Tanya sat on a bench outside of a fast-casual chicken restaurant in a Ballard strip mall. She wore a bright pink beanie and zipped her coat to her chin to keep warm in the November evening cold.

As she waited her turn to call in to public comment and tell the City how to spend its money to help unhoused people like her, she smoked a cigarette and rocked back and forth. 

“Are you nervous?” I asked her. It was her first time speaking to the council. 

“No,” she smiled, shaking her head. “They won’t listen anyway. They’ll just screw us like they always screw us.”

“But I have to try,” she continued. “If you don’t try, you have no right to bitch.”

Tanya wanted at least to try to influence the City budget. But for many, participating in public comment–whether online or in person–is easier said than done. She doesn’t own a phone, and she said giving a one- or two-minute testimony was not worth the long trek downtown. 

Besides, Tanya said she finds it hard to keep tabs on City meetings when its leaders keep her so busy already, pushing her RV from neighborhood to neighborhood every three days. She wouldn’t have even known about the public comment period on Tuesday if organizers from the Solidarity Budget hadn’t invited her and her RV community to an event where unhoused people could borrow a phone to speak to the council. 

The City Isn’t Listening

Over the past few weeks, the Seattle City Council has picked at the Mayor’s proposed budget. On Monday, Budget Chair Teresa Mosqueda attempted to marry the Mayor’s suggestions, amendments from her council colleagues, and the City's financial realities in her counter-proposal.

Mosqueda invested in Seattle’s homelessness response by reversing the Mayor’s pay cuts to human service workers and knee-capping efforts to increase sweeps by moving a small portion of new funding for the City’s sweep squad (aka the “Unified Care Team”) to the King County Regional Homelessness Authority.

But the unhoused people at the Solidarity Budget’s public comment event said the council was not listening to them.

Mike Davis, who's been unhoused for many years, said public comment is all theater–just politicians in suits pretending to listen when “they already have their minds made up,” he said. 

While Tuesday was the first time many unhoused participants had ever commented at a meeting, they knew that the council had heard (and ignored) their demands before, especially the demand to stop the sweeps. 

Samuel Lange has been unhoused on-and-off for 10 years, and he’s noticed a recent uptick in sweeps. After he got kicked out of his tiny shelter earlier this year, he said the City has swept him six times in the last four months and never offered him more than a tent for shelter.

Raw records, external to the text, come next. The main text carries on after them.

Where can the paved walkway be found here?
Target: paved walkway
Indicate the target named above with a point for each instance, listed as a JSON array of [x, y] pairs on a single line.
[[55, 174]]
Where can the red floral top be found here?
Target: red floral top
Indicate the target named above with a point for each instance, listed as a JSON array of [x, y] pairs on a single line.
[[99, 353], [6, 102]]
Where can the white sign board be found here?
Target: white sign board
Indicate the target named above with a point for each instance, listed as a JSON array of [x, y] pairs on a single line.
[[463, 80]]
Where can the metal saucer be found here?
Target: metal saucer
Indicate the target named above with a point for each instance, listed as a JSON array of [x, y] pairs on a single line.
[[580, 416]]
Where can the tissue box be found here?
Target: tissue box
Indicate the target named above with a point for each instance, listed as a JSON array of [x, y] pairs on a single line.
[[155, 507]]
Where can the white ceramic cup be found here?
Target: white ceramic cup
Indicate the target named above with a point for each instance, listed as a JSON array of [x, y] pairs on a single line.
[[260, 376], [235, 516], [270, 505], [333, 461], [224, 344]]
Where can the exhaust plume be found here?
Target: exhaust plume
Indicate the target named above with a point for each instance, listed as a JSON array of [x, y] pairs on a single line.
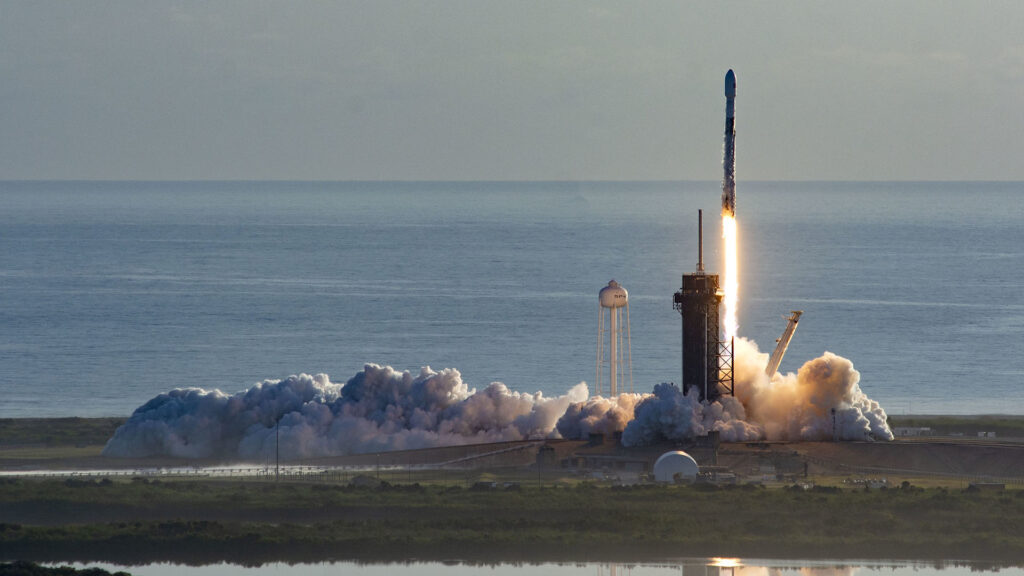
[[378, 409], [381, 409]]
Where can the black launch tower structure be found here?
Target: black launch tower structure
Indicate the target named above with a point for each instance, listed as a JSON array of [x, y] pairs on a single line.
[[707, 359]]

Without a stable place to anchor, he stopped going to his dialysis appointments, which he needs to attend three times a week to keep his kidneys functioning.

“I’m going to die out here, and they don’t care,” Lange said. 

The Solidarity Budget set up shop right next to a line of RVs parked in Ballard and a chicken shop with the permission of one of Seattle's chillest small business owners. HK

What They Want

Even if his public comment seemed unlikely to move the needle, Lange said he had to try because his life depends on it. And he went through hell to do it, too. While he waited for his turn to speak, his tent, planted a few blocks south of the event, caught on fire in a propane accident and burned down.

But he said it’s important that the council hear directly from unhoused people, even if they’ve heard it all before from housed advocates.

“Housed people don’t know the half of what we go through,” Lange said. “It’s more powerful to hear from us.”

After hours of waiting in the cold and dark, he called in to tell the council to defund the City programs that sweep unhoused people and to use that $38 million to fund affordable housing.

Tanya and Davis told the council that they wanted the City to spend its money on RV safe lots. As it stands, Mosqueda’s balancing proposal includes an amendment from Council Member Dan Strauss to add about $100,000 to the Human Services Department to conduct outreach to RV residents and pay for parking offense mitigation. The City also earmarked about $87 million for the King County Regional Homelessness Authority over the next two years. According to the authority’s 2023 budget, they’ll spend $5 million on 130 RV safe lots around the county.

What They Have

Davis said he didn’t have high hopes the council would listen. And even if they did, a few million in the budget wouldn’t solve the underlying poverty that forces people into homelessness. But he said that building community between unhoused and housed Seattleites that night carried far more power than giving a one-minute testimony. 

Twenty or so people gathered outside the chicken restaurant, huddled up in pairs over cell phones stuck on hold. But they weren’t sitting in silence. They were commiserating over the wait that out-lived their hand warmers. They were giving and taking clothes from the mutual aid booth. They were getting to know each other over warm drinks from the community table.

“Homeless people have a powerful lobby,” he said, gesturing to the community. “And when the council doesn’t listen to us, they just keep making more of us.”